Michel Pacha a toujours aimé Tamaris où il se souvient d'avoir vécu avec son père sur le navire au mouillage et, avec tendresse, il revoit la maison du Manteau où des amis l'avaient recueilli pour échapper à la terrible épidémie de choléra de 1835.

La rade et la baie du Lazaret seront plus hospitalières encore quand sera réalisé le projet de la longue digue où les flots déchaînés par vent d'Est se briseront avec fracas et il sera possible d'assainir le bord de mer envahi par les joncs, les roseaux et les siagnes.

Le projet grandiose conçu par Michel Pacha prit corps à partir de 1880. Il fut une grande aventure où il se lança à ses frais et dont la réalisation durera vingt ans.

L'achat des terrains nécessaires lui coûtera deux millions de francs-or pour quatre cents hectares couvrant les quartiers des Mouissèques, du Manteau, du Bois Sacré, de Tamaris, des Sablettes et de l'Évescat.

Un immense chantier s'ouvrit sur la presque totalité des terrains acquis avec des objectifs bien précis : aménagement des voies de communication reliant Tamaris à La Seyne et aux Sablettes, création de la voirie intérieure, construction de l'ensemble urbanistique avec structures économiques administratives et logements, comblement des zones marécageuses du bord de mer, construction de la résidence particulière de Michel Pacha au Manteau, s'étendant à elle seule sur huit hectares.

Tamaris - Le Château de Michel Pacha

Des centaines d'ouvriers se mirent au travail : terrassiers, maçons, charpentiers. La main d'œuvre locale s'avérant insuffisante il fallut faire appel aux Italiens du Piémont pour la plupart.

La colline la plus proche des marécages fut creusée et les déblais acheminés par wagonnets au bord de la mer entre les Sablettes et Valmer. L'origine de ces marécages, c'était la source du Crotton où un lavoir public fut aménagé à proximité de ce qu'on appela le Château Verlaque, disparu aujourd'hui. L'aménagement de la route côtière reliant Tamaris aux Sablettes n'eut pas été possible sans ce comblement de près de cent hectares, complété par le dragage du chenal parallèle à la route emprunté par les steam-boats dont nous parlerons plus loin. C'est ainsi que la Corniche est née.

Chenal parallèle à la route emprunté par les steam-boats

Peu à peu sortirent de terre un ensemble de soixante-dix villas pour la plupart de style oriental, portant des noms évocateurs de la nature : Les Palmiers, Les Acacias, Les Chênes, Les Tamaris, Les Prés, Les Violettes, Les Iris, etc...

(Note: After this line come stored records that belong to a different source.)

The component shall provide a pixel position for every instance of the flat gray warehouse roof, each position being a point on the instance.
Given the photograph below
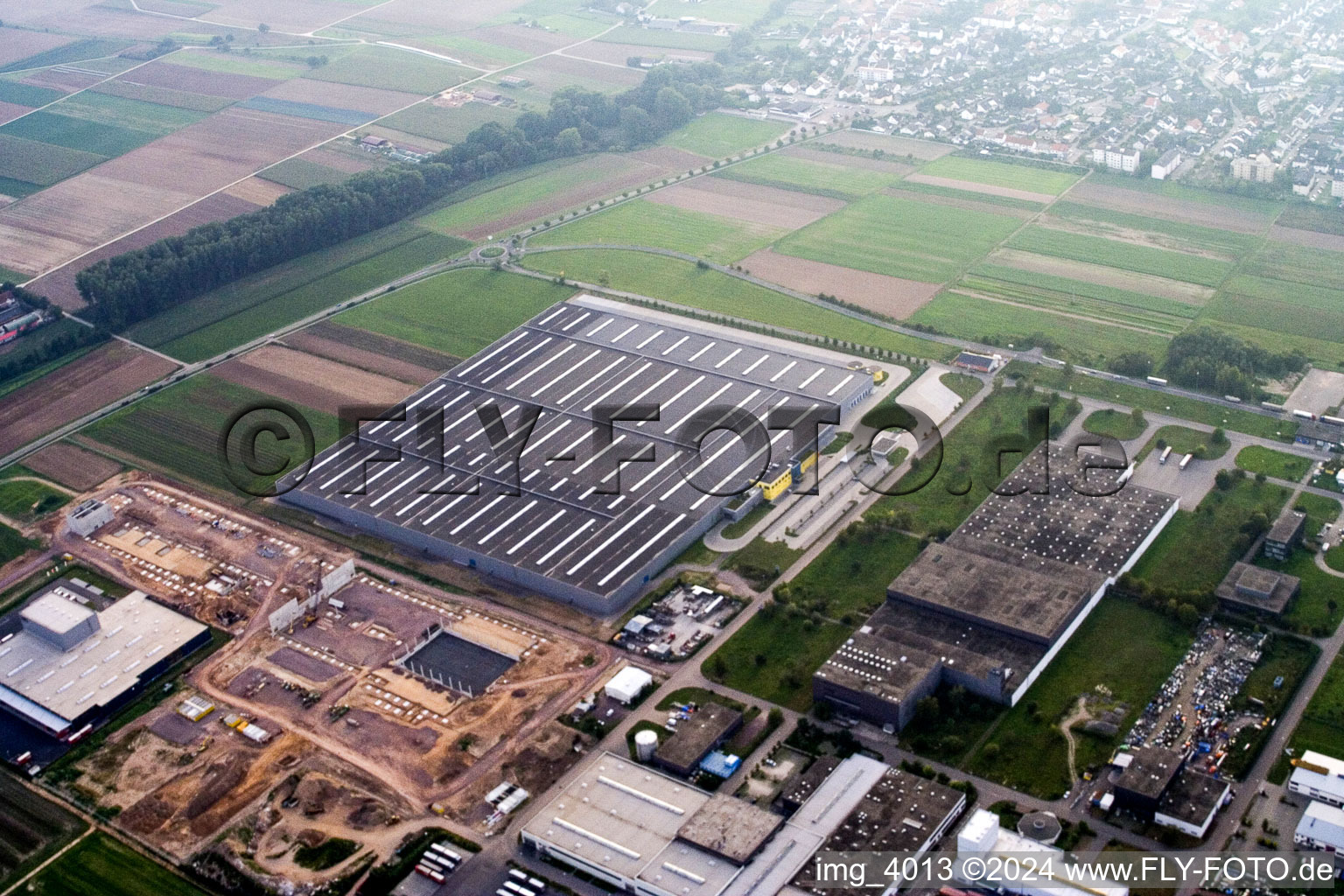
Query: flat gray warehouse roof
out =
(578, 526)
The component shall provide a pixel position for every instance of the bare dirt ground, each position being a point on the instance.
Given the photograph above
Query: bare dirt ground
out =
(328, 93)
(747, 202)
(313, 382)
(619, 52)
(1308, 238)
(60, 285)
(74, 389)
(852, 161)
(990, 190)
(890, 145)
(257, 191)
(388, 346)
(214, 83)
(17, 45)
(890, 296)
(72, 466)
(1156, 206)
(368, 360)
(1088, 273)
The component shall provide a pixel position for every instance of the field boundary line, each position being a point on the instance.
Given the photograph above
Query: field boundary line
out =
(50, 858)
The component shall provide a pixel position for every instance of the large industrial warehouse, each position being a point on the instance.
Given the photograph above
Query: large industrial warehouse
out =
(67, 664)
(990, 607)
(582, 527)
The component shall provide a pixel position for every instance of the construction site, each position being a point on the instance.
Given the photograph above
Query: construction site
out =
(346, 708)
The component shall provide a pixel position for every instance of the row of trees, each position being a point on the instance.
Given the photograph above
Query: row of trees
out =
(136, 285)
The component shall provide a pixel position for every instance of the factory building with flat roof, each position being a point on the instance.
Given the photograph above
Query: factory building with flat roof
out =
(648, 833)
(556, 509)
(67, 664)
(992, 605)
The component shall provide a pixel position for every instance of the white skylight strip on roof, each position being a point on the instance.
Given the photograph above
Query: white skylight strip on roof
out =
(612, 537)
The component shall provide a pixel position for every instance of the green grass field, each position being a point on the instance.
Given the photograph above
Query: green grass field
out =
(719, 136)
(458, 312)
(684, 284)
(805, 175)
(1321, 727)
(262, 303)
(1319, 607)
(900, 236)
(644, 223)
(100, 864)
(179, 429)
(12, 544)
(1113, 424)
(25, 500)
(391, 70)
(1198, 547)
(1144, 260)
(1120, 645)
(1007, 324)
(42, 164)
(539, 185)
(1132, 396)
(1000, 173)
(1270, 462)
(449, 125)
(970, 461)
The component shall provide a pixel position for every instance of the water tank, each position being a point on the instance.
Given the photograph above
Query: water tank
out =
(646, 742)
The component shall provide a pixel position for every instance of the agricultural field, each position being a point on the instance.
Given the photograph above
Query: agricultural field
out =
(998, 173)
(709, 290)
(458, 312)
(391, 70)
(258, 304)
(101, 864)
(822, 178)
(27, 500)
(1256, 458)
(104, 375)
(32, 830)
(644, 223)
(1198, 547)
(1010, 323)
(1145, 260)
(900, 236)
(718, 136)
(542, 190)
(1121, 645)
(178, 429)
(449, 124)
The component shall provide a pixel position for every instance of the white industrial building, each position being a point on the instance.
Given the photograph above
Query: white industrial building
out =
(1321, 828)
(983, 837)
(628, 684)
(67, 662)
(1319, 777)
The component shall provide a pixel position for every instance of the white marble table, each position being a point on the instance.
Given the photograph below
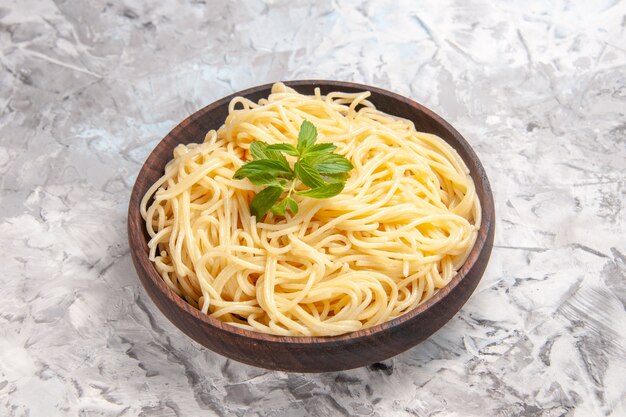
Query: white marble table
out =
(538, 88)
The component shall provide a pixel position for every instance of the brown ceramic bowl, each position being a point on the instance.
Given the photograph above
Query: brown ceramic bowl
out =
(312, 354)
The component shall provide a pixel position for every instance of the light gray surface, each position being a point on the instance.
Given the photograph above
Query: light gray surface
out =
(538, 88)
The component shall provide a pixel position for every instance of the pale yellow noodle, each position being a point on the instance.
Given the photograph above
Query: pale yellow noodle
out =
(404, 224)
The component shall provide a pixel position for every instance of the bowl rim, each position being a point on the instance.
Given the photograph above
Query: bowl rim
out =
(138, 243)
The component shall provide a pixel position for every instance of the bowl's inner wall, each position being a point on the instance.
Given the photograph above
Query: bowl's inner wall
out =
(210, 117)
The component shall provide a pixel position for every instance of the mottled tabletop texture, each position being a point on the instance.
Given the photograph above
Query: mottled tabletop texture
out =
(88, 88)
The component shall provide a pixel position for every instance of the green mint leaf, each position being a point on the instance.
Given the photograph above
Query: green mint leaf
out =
(307, 174)
(264, 200)
(293, 205)
(263, 166)
(284, 147)
(324, 191)
(259, 150)
(307, 136)
(280, 208)
(329, 163)
(319, 149)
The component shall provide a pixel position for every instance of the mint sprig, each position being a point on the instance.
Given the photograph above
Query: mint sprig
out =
(316, 167)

Deux hôtels accueilleraient les nombreux touristes qui trouveraient de belles promenades dans les allées ou au bord de la mer, trois casinos pour se distraire, des parcs de loisirs avec pour complément nécessaire : le bureau de poste, le débit de tabac, une boulangerie, une laiterie tenue à l'époque par M. Simian, des fontaines, un port magnifique et ses embarcations, une chapelle desservie par un aumônier ou un missionnaire rentré des colonies.

Tamaris - Vue d'ensemble du Grand Hôtel et de son annexe, la Villa des Palmiers


Casino de Tamaris : la façade


Casino de Tamaris : l'intérieur

Le bureau de tabacs


La chapelle

Des amusements pour les enfants avaient été prévus avec des ânes de selle et des voitures enfantines.

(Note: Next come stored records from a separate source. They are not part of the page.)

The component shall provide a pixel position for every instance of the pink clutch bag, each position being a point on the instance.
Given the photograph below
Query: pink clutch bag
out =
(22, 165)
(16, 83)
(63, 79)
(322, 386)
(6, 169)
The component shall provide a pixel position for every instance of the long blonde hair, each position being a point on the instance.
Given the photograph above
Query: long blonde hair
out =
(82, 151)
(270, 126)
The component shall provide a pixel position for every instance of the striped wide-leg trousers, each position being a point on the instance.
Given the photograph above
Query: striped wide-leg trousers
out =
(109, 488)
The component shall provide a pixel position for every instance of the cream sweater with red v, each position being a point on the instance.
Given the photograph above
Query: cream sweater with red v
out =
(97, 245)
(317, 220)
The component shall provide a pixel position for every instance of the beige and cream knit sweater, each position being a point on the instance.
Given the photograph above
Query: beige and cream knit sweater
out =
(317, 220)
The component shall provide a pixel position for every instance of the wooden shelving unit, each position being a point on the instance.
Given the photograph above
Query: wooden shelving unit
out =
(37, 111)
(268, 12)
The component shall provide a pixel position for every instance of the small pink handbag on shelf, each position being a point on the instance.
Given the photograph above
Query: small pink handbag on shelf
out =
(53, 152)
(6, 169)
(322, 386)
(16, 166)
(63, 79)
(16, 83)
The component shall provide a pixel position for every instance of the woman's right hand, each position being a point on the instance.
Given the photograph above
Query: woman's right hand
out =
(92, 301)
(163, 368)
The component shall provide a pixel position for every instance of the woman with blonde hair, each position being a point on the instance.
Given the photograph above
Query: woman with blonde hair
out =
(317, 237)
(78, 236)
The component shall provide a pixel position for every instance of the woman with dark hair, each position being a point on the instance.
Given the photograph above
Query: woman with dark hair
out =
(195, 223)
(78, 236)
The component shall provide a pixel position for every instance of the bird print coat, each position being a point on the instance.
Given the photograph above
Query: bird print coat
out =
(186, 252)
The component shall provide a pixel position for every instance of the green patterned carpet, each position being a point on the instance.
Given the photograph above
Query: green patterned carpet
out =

Nous reviendrons sur la vie à Tamaris vingt ans après le début du projet, mais examinons d'abord les prévisions capitales indispensables c'est-à-dire les communications sans lesquelles l'approvisionnement et les déplacements eussent été très difficiles, toutes les habitations de Tamaris et du Manteau étant coupées ou presque de la commune.

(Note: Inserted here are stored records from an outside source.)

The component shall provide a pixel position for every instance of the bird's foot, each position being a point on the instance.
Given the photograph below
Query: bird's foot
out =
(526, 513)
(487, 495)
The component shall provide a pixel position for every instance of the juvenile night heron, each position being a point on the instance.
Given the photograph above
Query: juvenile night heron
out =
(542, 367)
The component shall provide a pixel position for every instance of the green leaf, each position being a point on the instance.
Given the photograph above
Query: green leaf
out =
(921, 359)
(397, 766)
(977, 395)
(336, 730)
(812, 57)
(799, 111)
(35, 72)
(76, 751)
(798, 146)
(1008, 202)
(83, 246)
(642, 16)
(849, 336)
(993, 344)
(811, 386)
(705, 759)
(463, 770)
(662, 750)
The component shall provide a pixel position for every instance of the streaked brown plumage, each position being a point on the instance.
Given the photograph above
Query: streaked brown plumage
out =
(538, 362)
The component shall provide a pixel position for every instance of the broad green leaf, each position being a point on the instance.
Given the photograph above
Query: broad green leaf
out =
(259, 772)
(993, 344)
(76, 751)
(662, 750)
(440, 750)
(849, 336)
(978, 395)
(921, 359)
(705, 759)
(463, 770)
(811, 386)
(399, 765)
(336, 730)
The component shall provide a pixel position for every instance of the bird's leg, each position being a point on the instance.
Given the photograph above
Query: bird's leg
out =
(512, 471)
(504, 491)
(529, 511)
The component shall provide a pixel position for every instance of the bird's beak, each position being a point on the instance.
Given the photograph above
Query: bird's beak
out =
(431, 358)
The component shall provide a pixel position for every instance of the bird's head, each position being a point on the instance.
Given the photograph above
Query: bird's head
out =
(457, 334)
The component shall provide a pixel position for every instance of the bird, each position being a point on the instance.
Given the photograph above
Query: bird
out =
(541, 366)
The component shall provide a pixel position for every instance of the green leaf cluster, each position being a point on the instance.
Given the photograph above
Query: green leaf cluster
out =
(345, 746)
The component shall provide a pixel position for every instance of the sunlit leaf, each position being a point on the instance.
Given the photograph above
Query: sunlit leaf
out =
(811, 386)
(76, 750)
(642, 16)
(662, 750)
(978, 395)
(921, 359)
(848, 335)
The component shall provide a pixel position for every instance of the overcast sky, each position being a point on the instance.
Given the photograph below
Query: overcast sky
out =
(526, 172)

Rappelons le sentier cahoteux que George Sand empruntait pour se rendre à la ville en passant par l'Évescat, alors qu'au bord de la mer, il n'existait guère que le sentier des douaniers. Il fallait donc assurer des liaisons à la fois par terre et par mer.

Avant même que les problèmes de voirie ne soient résolus, Michel Pacha avait prévu trois exploitations agricoles qui pourraient assurer un ravitaillement suffisant en fruits, légumes, volailles à l'ensemble des habitants de la future cité.

Si l'on ajoute à cela que les riches terres alluviales du quartier des Sablettes et des Plaines qui s'étendaient depuis le Pont de Fabre jusqu'au bord de mer, offraient des plantations de vignes et d'oliviers, que la pêche dans la baie du Lazaret était très fructueuse, on peut estimer que la population de ce coin de notre terroir aurait pu vivre en autarcie du moins pour l'alimentation.

 

La résidence personnelle

Sur les huit hectares réservés à sa propre résidence, des merveilles vont surgir de ces pentes douces qui montent du littoral jusqu'au sommet de la colline du Manteau : merveilles d'architecture, de sculptures, de plantations, de décorations en tout genre. La description du Château qu'il nous a été donné de contempler dans notre enfance exigerait de nombreux développements.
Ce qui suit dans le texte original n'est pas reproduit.